In its last quarterly conference call Goodrich Petroleum indicated that its recent Crosby well had produced in excess of 100,000 barrels equivalent in 5 months, and that it is still producing approximately 375 BOE per day at the end of 6 months of production.

According to Goodrich, plotting that 375 BOE per day of production on their 800,000-barrel equivalent “high case” type curve at the 6 month point puts them above the curve.

That is encouraging obviously as that well would be considered very economic.

But it is just one well.

Normally that wouldn’t get me too excited.

But there is more than just one well. Several operators have hit strong wells–so the industry has a bit of tweaking to do, but they have already “cracked the nut” on this play; they know how to produce from it.

Goodrich which has a market capitalization of under $900 million just acquired an additional 185,000 acres in the TMS. That is a big commitment for a company of this size.
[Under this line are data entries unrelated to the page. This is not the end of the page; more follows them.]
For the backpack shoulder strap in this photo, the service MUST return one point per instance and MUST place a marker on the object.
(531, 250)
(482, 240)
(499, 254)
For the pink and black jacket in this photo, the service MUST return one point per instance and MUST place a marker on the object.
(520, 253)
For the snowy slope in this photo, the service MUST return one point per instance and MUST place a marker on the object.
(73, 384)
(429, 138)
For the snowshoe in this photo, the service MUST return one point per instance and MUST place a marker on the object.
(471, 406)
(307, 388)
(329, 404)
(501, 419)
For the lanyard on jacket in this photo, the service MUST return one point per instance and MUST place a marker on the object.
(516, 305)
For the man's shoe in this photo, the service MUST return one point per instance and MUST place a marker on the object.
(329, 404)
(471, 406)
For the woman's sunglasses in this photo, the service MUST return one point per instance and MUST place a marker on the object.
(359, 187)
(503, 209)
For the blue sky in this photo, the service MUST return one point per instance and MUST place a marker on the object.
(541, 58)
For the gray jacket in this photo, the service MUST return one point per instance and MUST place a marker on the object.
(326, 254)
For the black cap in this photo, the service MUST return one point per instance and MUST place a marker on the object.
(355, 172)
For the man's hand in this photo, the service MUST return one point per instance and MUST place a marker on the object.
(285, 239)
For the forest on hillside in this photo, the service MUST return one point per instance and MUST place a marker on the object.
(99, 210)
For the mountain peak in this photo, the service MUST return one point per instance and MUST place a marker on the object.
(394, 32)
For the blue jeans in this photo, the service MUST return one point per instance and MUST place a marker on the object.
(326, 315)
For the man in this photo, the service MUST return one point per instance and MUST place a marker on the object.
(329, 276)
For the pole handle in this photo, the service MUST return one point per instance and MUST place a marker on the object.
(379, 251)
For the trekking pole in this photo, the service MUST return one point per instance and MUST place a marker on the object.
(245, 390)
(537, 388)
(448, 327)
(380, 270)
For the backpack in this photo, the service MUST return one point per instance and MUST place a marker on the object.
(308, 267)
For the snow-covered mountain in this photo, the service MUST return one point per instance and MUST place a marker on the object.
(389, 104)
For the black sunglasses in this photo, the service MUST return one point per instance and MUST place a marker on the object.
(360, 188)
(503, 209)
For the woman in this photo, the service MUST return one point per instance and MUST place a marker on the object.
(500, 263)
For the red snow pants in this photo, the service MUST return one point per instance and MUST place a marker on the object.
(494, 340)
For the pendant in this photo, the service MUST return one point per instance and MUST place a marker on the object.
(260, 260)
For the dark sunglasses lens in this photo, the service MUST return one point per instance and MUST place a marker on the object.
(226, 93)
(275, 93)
They now have 300,000 net acres.

The other big player in the TMS? Canada’s Encana (ECA-NYSE/TSX)—the 5th largest natural gas producer in the US. The wells they are drilling and operating actually have the best IP rates I see in the TMS. (I own ECA)

Sanchez Energy (SN-NYSE) just spent $78 million to get what I calculate from a complicated press release to be 40,000 net acres—or just under $2000 an acre.

Conclusion—deeper wells mean more expensive wells, but that can also mean higher EURs to compensate for that.

And infrastructure is in place and being close to the Gulf Coast Refinery Complex means lower transport costs and for now high pricing.

The Bakken in North Dakota and the Cline Shale in Texas have been the “hot money” oil plays in the US (the Eagle Ford is more gassy), and the TMS could be the 2014 play.